Agentic Context Engineering (ACE) middleware for LangChain — self-improving playbooks from the ICLR 2026 paper by Zhang et al.

Project description

agent_episodic_memory

PyPI License Python

Agentic Context Engineering (ACE) as a LangChain middleware. Your agent learns from every run and stores strategies as an evolving playbook. Based on the ICLR 2026 paper by Zhang, Hu et al. (Stanford University, SambaNova Systems, and UC Berkeley).

One import. Self-improving agents. Delta updates instead of full context rewrites. Drop-in AgentMiddleware subclass for LangChain v1 create_agent.

What it does

agent_episodic_memory treats agent context as an evolving playbook that accumulates strategies across runs. After each run, the middleware reflects on what worked and appends delta entries to the playbook. On the next run, the curated playbook is injected into the system prompt. Over time, the agent's context becomes more useful without full rewrites — the paper's key insight is that structured, incremental updates preserve detail that single-pass summarization erodes.

Three paper components map 1:1 to LangChain v1 middleware hooks:

  • Generatorwrap_model_call — injects the current playbook into the system prompt
  • Reflectorafter_model — produces delta entries describing what the model did
  • Curatorafter_agent — deduplicates entries by content fingerprint

v0.1 scope. This is an architecture port of the paper's three-component structure, not a full reproduction. The default Reflector is a zero-LLM heuristic that labels every entry neutral — it never infers success/failure, since a heuristic that guessed would poison the playbook with confident-wrong answers. The Curator deduplicates by content fingerprint only; the paper's grow-and-refine semantic merge is not implemented in v0.1. Plug in a real LLM Reflector by subclassing and overriding reflect() — see How the three hooks work.

The middleware is stateless across instances — the playbook lives on agent state under state["ace_playbook"], so it persists across tool calls within a run and can be checkpointed by LangGraph across runs.

Quick install

pip install agent_episodic_memory
from langchain.agents import create_agent
from agent_episodic_memory import ACEMiddleware

agent = create_agent(
    model="anthropic:claude-sonnet-4-6",
    tools=[...],
    middleware=[ACEMiddleware()],
)

That's the whole integration. The playbook is empty on the first run and grows from there.

vs. existing LangChain context middleware

agent_episodic_memory SummarizationMiddleware ContextEditingMiddleware compact-middleware
Learns across runs
Delta updates (not full rewrites)
Structured playbook state
Architecture from ICLR 2026 paper
Preserves detail across iterations partial partial
Zero LLM calls in the generator hook
Composes with SummarizationMiddleware

Paper results (reference only — not reproduced by this package)

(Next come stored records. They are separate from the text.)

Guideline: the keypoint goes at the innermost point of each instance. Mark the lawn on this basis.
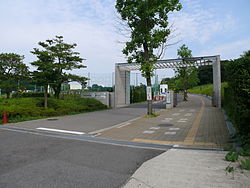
(21, 109)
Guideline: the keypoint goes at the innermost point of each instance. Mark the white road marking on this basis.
(183, 120)
(174, 129)
(148, 132)
(176, 114)
(123, 125)
(114, 126)
(154, 128)
(60, 131)
(170, 133)
(166, 120)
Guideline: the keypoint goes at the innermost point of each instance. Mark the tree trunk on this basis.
(185, 95)
(57, 90)
(150, 104)
(46, 96)
(8, 95)
(148, 77)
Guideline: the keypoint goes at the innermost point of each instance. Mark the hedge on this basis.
(237, 95)
(33, 107)
(29, 94)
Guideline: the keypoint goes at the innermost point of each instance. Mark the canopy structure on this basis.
(122, 76)
(172, 63)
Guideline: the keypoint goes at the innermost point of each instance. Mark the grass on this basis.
(23, 109)
(207, 89)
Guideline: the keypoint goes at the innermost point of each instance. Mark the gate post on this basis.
(216, 98)
(122, 87)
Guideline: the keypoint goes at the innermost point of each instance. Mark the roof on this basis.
(172, 63)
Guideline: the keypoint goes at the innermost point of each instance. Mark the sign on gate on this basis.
(168, 100)
(149, 93)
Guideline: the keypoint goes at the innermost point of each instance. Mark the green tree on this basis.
(170, 82)
(44, 75)
(246, 54)
(148, 23)
(12, 70)
(62, 58)
(187, 77)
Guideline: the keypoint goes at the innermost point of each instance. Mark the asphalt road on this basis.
(28, 160)
(90, 122)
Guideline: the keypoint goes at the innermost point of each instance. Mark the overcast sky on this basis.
(212, 27)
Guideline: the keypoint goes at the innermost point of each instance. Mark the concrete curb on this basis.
(230, 126)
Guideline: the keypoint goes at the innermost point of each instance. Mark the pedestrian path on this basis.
(193, 123)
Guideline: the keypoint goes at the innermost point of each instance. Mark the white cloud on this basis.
(200, 24)
(87, 23)
(230, 50)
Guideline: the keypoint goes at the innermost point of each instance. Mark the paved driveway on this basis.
(29, 160)
(90, 122)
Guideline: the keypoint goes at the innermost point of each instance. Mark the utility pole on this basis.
(89, 79)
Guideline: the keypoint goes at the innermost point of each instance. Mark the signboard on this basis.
(168, 100)
(149, 93)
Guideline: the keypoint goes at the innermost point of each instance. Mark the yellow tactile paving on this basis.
(175, 143)
(193, 131)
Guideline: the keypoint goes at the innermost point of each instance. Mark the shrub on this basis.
(245, 164)
(30, 94)
(237, 95)
(32, 107)
(232, 156)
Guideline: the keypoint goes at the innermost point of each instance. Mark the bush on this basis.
(237, 95)
(232, 156)
(33, 107)
(30, 94)
(245, 164)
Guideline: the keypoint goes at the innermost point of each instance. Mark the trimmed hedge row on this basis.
(33, 107)
(29, 94)
(237, 95)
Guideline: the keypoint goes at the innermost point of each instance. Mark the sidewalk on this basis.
(194, 123)
(179, 168)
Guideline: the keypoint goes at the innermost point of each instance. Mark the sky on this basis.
(207, 27)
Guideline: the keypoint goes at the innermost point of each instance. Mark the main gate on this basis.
(122, 76)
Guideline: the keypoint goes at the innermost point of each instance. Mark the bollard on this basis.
(5, 119)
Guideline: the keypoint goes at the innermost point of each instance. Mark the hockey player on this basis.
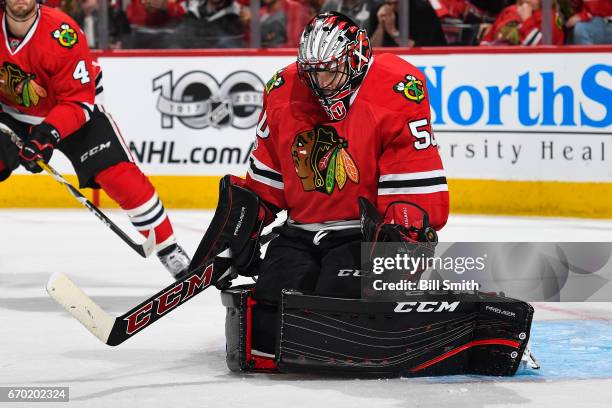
(337, 125)
(344, 144)
(50, 94)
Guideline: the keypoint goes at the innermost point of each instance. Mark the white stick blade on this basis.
(80, 306)
(149, 244)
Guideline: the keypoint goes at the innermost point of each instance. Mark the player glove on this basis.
(39, 146)
(9, 159)
(404, 223)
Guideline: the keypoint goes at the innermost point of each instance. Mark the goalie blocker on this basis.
(427, 334)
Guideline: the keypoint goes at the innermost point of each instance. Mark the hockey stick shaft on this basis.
(143, 250)
(115, 330)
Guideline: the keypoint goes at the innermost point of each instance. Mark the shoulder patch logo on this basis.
(19, 86)
(275, 82)
(411, 89)
(66, 36)
(321, 160)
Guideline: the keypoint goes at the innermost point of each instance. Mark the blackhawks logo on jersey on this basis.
(322, 161)
(275, 82)
(411, 89)
(20, 87)
(66, 36)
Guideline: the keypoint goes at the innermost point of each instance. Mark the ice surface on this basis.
(180, 360)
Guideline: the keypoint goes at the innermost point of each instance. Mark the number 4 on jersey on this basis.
(424, 139)
(80, 72)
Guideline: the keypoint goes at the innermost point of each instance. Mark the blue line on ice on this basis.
(571, 349)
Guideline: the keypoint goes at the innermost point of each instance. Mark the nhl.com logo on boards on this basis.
(199, 100)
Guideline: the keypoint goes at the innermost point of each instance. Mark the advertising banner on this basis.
(515, 117)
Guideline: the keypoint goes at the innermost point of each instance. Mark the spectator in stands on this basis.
(154, 21)
(362, 12)
(87, 15)
(424, 25)
(211, 24)
(591, 21)
(520, 24)
(281, 21)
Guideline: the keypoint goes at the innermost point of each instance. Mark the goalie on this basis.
(344, 144)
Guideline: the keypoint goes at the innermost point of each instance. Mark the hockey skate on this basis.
(528, 360)
(175, 260)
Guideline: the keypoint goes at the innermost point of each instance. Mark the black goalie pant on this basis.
(325, 264)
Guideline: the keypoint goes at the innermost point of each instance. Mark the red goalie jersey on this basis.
(49, 76)
(383, 149)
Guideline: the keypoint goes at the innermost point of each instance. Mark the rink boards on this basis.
(519, 132)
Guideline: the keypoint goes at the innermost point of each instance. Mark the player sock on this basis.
(132, 190)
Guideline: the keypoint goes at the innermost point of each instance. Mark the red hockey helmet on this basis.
(333, 58)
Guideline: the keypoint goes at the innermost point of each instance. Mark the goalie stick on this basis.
(145, 249)
(115, 330)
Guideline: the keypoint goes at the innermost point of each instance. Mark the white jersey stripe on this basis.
(413, 190)
(413, 176)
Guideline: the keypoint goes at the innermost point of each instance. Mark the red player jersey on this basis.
(50, 76)
(383, 149)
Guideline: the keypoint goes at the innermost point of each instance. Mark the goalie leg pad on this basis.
(237, 224)
(441, 334)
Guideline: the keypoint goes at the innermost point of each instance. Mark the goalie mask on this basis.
(333, 58)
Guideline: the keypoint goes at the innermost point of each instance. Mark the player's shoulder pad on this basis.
(284, 87)
(60, 28)
(395, 84)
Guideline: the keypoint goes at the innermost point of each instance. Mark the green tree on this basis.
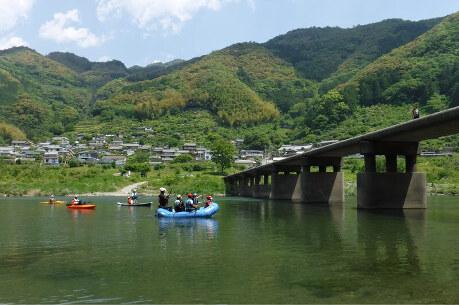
(182, 159)
(256, 140)
(222, 153)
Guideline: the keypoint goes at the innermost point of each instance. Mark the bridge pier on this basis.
(286, 185)
(245, 188)
(262, 190)
(322, 186)
(391, 189)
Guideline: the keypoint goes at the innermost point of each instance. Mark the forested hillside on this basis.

agent_episodic_memory is an architecture port, not a paper reproduction. The numbers below are from Zhang et al.'s official implementation against the AppWorld / FiNER / Formula harnesses using DeepSeek-V3.1 as the backbone and an LLM-based Reflector + grow-and-refine Curator. This package ships the Generator/Reflector/Curator hook structure and a zero-LLM default Reflector — it does not ship the adaptation harness, the benchmark suites, or a trained Reflector, and therefore does not produce these metrics out of the box. For the canonical implementation, see ace-agent/ace.

From Zhang et al., ICLR 2026:

  • +10.6% on the AppWorld agent benchmark
  • +8.6% on financial reasoning (FiNER + Formula)
  • −86.9% average adaptation latency
  • −82.3% latency and −75.1% rollouts vs. GEPA (offline AppWorld)
  • −91.5% latency and −83.6% token dollar cost vs. Dynamic Cheatsheet (online FiNER)
  • 91.8% KV cache reuse during evaluation
  • Matches the top-1 ranked IBM CUGA (60.3%) on AppWorld overall average, despite using the much smaller open-source DeepSeek-V3.1 instead of CUGA's GPT-4.1. With online adaptation, ACE also surpasses IBM CUGA by 8.4% in TGC and 0.7% in SGC on the test-challenge split.

The IBM CUGA reference is used by the paper as a rough contextual benchmark — not a direct methodological comparison — to show ACE operates in a similar performance range using a much smaller open backbone.

How the three hooks work

Generator (wrap_model_call)

Before each model call, the middleware reads the current playbook from state["ace_playbook"] and injects it into the system message. If an existing system message is present, the playbook is appended; otherwise a new system message is constructed.

The rendered playbook groups entries by category (tool_use, final_answer, observation, …) and marks each with its outcome:

<playbook>
  <tool_use>
    [+] read_file on config.json succeeded
    [-] grep without file-type flag returned too many hits
  </tool_use>
  <final_answer>
    [+] summarize after three or fewer file reads
  </final_answer>
</playbook>

Outcomes are [+] success, [-] failure, [o] neutral. The system prompt instructs the model to prefer [+] patterns and avoid [-] patterns when they apply.

Reflector (after_model)

After each model call, the middleware inspects the latest AIMessage. The default reflector is deterministic and zero-LLM: it categorizes the output as tool_use (has tool calls) or final_answer (pure text) and appends a DeltaEntry with outcome neutralit deliberately never claims success or failure. A heuristic cannot know whether a final answer was correct, and labeling every final answer success would poison the playbook with confident-wrong entries that then feed forward into every future run. The paper explicitly warns against this failure mode.

Override the public reflect() method in a subclass to plug in an LLM-based Reflector that produces real success/failure labels. For example, a cheaper model that rates whether the step made progress toward the task goal, or a judge model that compares the final answer against a ground-truth signal. See the paper §4 for the full Reflector design the authors ran against AppWorld and FiNER.

Curator (after_agent)

At the end of the run, the Curator merges the accumulated ace_pending_deltas into the playbook. Entries are deduplicated by a content-hash fingerprint over (category, content, outcome). This is exact-match dedup only — the paper's grow-and-refine semantic merge is not implemented in v0.1. Two near-identical strategies that differ by one token will coexist in the playbook as separate entries. The updated playbook is written back to state and is ready for the next run.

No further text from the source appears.